We liepen door het kletsnatte Deventer naar de haven en onze parapluutjes waren al geknakt. Heerlijk om dan het Kunstenlab te betreden. Lekker droog, en ook een thema dat mooi aansloot bij het beschermende gevoel, het gevoel dat je beschermd wordt tegen de elementen. Hoeders van het land heette de expositie, en het was al snel duidelijk dat de kunstenaars hadden nagedacht over de beeldentaal van de akkers. Curator Lieneke Hulshof:

'Tussen de weilanden van Oost-Nederland zijn nog altijd boerderijen te vinden met ingekerfde stiepeltekens en aan het dak hangende windveren. Van oudsher symbolen die het gebouw en zijn bewoners dienden te beschermen tegen het kwaad, tegen het weer dat zich op ieder moment tot vijand kon ontpoppen.' 

Nog even en ook de boeren, en nog verder, de kunstenaars, zie je als hoeders van het land. En ook deze beschermers kunnen zich ontpoppen tot vijanden. De boeren bezetten de snelwegen en stemmen voor opheffing van de kunstsubsidies, de kunstenaars zijn moeilijk nog als vijanden te zien, maar wie weet welke verrassingen ons nog te wachten staan, je zou het eigenlijk wel wensen.

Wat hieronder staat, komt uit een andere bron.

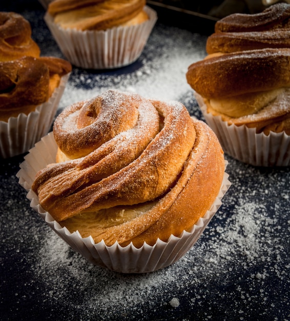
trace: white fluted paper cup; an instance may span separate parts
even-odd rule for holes
[[[179,236],[171,236],[168,242],[158,239],[153,246],[144,244],[140,248],[132,244],[122,247],[117,242],[107,246],[103,241],[95,243],[92,237],[83,238],[77,231],[71,233],[62,227],[40,206],[37,196],[31,190],[36,173],[54,163],[57,147],[52,132],[35,144],[17,174],[19,183],[27,191],[30,206],[48,225],[76,252],[93,264],[122,273],[146,273],[167,267],[180,258],[196,242],[221,205],[221,199],[231,186],[225,172],[219,193],[211,208],[190,231],[183,231]]]
[[[105,69],[130,65],[140,56],[157,19],[153,9],[146,6],[144,10],[149,20],[107,30],[64,29],[55,24],[47,12],[44,18],[61,52],[70,63],[83,68]]]
[[[217,135],[225,153],[255,166],[290,165],[290,136],[285,132],[257,134],[256,128],[229,124],[221,116],[208,112],[202,97],[197,93],[195,96],[206,123]]]
[[[0,157],[6,158],[28,152],[50,130],[70,74],[61,77],[49,100],[28,115],[20,113],[7,122],[0,121]]]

Maar dan weer die roep die ik in deze blogs tot mezelf en jou richt, 'Speciaal voor mij', het sterke gevoel dat iets of iemand zich tot mij richt, op een nadrukkelijke manier. Mij overkwam dat bij de foto's van Jos de Putter in de tweede ruimte. Het waren foto's van oude boeren op hun land, die de bezoeker nadrukkelijk aanstaarden. Volgens de beschrijving waren het video's en inderdaad, als je zo ongeveer tegen de foto's aan ging hangen zag je een haartje van de boerin bewegen, een ooglid van de oude boer.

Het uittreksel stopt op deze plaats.